I learned to trust and love my friends, my family even my enemies. I moulded the remnants of depression and confusion into a beautiful contentedness. It became an unshakable grounding from which I could approach each wonderful day with joy in my heart.
I learned to meditate each day, to foster only positive emotions and to discard all negativity from my life. We only curse the earth with our presence for so long; what madness would make us choose to spend it in sadness and suffering? My inspiration was calm. I lost my anger.
I lost something else too, something which took me years somehow to spot.
I lost my spark. I lost the inner fire that makes us fight to live and love each moment, no matter how small or seemingly insignificant. I was at peace, but all passion was gone.
And what now?
In a matter of months, the world I see has changed for the worse. The leaders of the world have gone wild and their supporters wilder. Racism, nationalism, sexism; every imaginable form of baseless, weak-minded discrimination is on the rise. It becomes increasingly clear that we have pushed the earth to her limit and the environment is close to a point of collapse. All that is solid melts into air and this time we are entirely to blame.
How can I then, in a time where it all is falling apart, possibly remain content? How can I hold firmly onto the contentedness that I have fostered, even nourished in these past years?
I cannot.
That time is gone. It taught me much and I am thankful for a truly essential development in my self, but now is not a time where apathy serves. I have joined the disillusioned.
How can I sit in acceptance, as hate becomes the norm of society?
How can I sit in acceptance, as the people become divided over lies?
How can I sit in acceptance, as we burn nature to the ground in pure, brutal indifference?
I am a liberal, left-wing, environmentally-minded, vegetarian, bi-, non-binary, creative, introspective, radical human-being.
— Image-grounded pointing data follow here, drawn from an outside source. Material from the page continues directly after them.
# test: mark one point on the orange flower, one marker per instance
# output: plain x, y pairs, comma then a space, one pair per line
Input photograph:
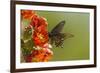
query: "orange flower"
41, 55
27, 14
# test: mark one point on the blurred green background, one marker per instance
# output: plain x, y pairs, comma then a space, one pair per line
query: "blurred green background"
77, 47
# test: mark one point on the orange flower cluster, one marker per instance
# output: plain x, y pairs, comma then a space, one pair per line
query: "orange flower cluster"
40, 37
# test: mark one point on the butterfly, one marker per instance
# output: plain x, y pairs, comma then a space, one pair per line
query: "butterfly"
56, 35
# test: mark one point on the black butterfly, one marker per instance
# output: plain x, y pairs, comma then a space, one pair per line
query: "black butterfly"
56, 36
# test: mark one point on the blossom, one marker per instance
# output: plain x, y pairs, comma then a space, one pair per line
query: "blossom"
27, 14
40, 37
39, 56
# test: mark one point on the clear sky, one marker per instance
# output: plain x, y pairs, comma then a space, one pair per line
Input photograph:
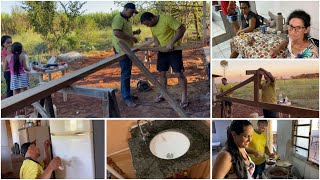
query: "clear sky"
90, 6
236, 70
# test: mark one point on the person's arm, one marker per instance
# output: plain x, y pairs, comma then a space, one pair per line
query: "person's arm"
230, 6
179, 34
222, 165
275, 51
121, 35
25, 66
47, 156
268, 74
252, 25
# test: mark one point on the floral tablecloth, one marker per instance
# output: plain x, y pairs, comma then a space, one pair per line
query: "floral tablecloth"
260, 47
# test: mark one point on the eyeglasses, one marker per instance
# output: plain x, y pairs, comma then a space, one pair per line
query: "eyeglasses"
296, 28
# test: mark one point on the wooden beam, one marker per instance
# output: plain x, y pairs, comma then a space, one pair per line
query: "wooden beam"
37, 106
250, 72
182, 47
25, 98
236, 87
296, 111
153, 80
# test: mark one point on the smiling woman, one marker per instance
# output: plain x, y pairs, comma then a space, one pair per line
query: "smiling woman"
233, 161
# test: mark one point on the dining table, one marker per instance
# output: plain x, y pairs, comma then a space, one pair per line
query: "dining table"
257, 45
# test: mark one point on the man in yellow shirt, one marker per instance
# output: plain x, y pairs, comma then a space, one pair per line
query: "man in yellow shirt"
268, 92
258, 148
167, 32
225, 86
31, 168
122, 30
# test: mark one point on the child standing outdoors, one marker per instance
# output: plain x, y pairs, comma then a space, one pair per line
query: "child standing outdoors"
6, 42
16, 62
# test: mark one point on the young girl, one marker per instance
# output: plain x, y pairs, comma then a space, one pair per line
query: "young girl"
16, 62
6, 42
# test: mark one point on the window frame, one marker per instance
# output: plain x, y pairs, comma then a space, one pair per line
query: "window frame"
295, 137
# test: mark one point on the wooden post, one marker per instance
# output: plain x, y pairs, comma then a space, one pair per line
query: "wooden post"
151, 78
256, 86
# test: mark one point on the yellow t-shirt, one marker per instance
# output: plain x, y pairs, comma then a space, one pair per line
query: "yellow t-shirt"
258, 143
120, 23
268, 92
224, 88
31, 169
166, 29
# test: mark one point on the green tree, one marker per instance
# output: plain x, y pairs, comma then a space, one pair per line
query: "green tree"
51, 24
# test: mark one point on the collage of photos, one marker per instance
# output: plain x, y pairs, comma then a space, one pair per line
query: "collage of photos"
160, 89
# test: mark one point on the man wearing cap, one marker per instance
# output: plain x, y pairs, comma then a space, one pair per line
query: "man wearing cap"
122, 30
31, 168
167, 32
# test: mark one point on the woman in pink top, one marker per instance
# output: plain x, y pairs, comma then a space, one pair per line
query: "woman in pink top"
16, 62
6, 42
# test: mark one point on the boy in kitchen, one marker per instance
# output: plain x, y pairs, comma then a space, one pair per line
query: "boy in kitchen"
258, 147
31, 168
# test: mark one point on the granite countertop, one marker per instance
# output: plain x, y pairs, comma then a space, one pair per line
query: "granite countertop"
148, 166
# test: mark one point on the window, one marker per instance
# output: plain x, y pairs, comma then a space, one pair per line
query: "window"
306, 139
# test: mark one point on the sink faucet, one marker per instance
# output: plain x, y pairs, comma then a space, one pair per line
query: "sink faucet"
143, 135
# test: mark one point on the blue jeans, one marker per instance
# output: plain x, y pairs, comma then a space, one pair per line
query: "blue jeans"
126, 66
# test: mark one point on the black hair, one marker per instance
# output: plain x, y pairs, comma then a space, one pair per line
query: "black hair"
305, 17
263, 121
146, 16
4, 39
237, 159
16, 50
245, 2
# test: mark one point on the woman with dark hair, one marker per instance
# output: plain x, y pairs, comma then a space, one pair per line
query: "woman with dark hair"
6, 42
298, 43
233, 161
16, 62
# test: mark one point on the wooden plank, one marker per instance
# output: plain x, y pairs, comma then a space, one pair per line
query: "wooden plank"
25, 98
153, 80
296, 111
86, 91
250, 72
37, 106
256, 86
182, 47
236, 87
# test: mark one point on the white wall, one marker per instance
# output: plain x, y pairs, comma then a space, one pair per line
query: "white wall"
286, 7
221, 131
285, 150
5, 150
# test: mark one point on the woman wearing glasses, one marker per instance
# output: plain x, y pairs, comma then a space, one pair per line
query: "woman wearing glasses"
297, 43
249, 22
233, 162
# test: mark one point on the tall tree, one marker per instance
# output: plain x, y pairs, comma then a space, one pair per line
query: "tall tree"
224, 64
51, 24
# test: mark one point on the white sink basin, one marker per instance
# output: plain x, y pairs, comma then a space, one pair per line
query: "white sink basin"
169, 145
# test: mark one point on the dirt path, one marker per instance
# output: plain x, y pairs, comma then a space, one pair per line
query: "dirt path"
198, 89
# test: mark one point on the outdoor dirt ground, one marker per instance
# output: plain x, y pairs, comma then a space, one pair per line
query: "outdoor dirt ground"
81, 106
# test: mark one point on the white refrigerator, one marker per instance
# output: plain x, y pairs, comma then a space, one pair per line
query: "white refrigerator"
73, 142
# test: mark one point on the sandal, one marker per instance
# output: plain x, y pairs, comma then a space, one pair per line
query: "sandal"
184, 105
159, 99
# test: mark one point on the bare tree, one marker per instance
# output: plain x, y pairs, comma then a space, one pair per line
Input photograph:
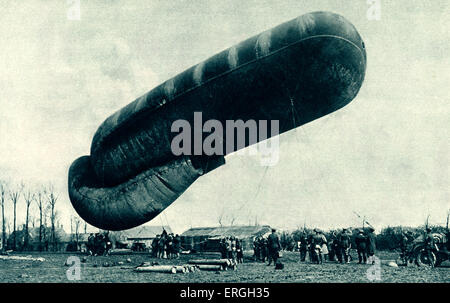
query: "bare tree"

In these times, the only element there I regret is the last.
In these times, where to sit in acceptance is as dangerous as to fight against the rising tides we face, my fostered neutrality has been smashed into tiny little insignificant pieces.
After years of purging pain and anger from my life in the name of breaking through my negativity, I am letting it all back in. Perhaps that seems like a truest form of madness, as if I were a monk jumping out of deep meditation to burn his temple in spite. I think however that this is a necessity.
Now?
Now I feel an uncontrollable rage at humanity’s encroaching madness. The world seems to me to be on the edge of a crumbling cliff: Past it is the void. The void is growing, in size and in strength. It can’t and won’t be stopped.
A curious feeling has grown however out of my new rage and this feeling is perhaps even stronger, or at the very least more striking. Out of the rage has grown an uncontrollable love. Suddenly I have so much joy to see the magpies each morning as I leave for university. Suddenly each falling leaf is a universe with its own story to tell. When I see my friends, they cannot possible know how thankful I am now to see them, and know that they are well, that they survive in the face of our world in flux.
I feel some of the other disillusioned are giving up. But no, why should helplessness mean giving up? Are we not still alive? Are you not still breathing, thinking, whilst you read my twisted words so lacking hope?
Let me tell you then, that these words are of hope, at the very least for myself. With this development of new emotion – of conflicting love and rage – I realise: Our experience here, no matter how dark it turns, will always have glimmers of intense beauty. For each person who joins the ranks of mindless nationalism and discriminators, we can fight back with rage-fuelled love. As contrary as that seems, Love and anger are linked in impossible ways. The enemy here is apathy.
It has often been times of darkness where great writers have appeared from the shadows. I am not one of them, but I have learned from them how important the mighty pen becomes in such moments. Brecht attacked national-socialism. Lu xun gave up a medical career to take up the pen and challenge the early 20th century society of China. I am writing because although I sense a painful future, I see glimmers within its blinding darkness. I am one of the disillusioned, and it has made me see the beauty we will have until the last moment. It may hide in caves or under rocks at the very end, but it will always be there.
And so I throw away the work of years to become a content soul, thankful and accepting. I embrace now my new-found love and rage. I will stare into the encroaching void, and laugh with pure joy.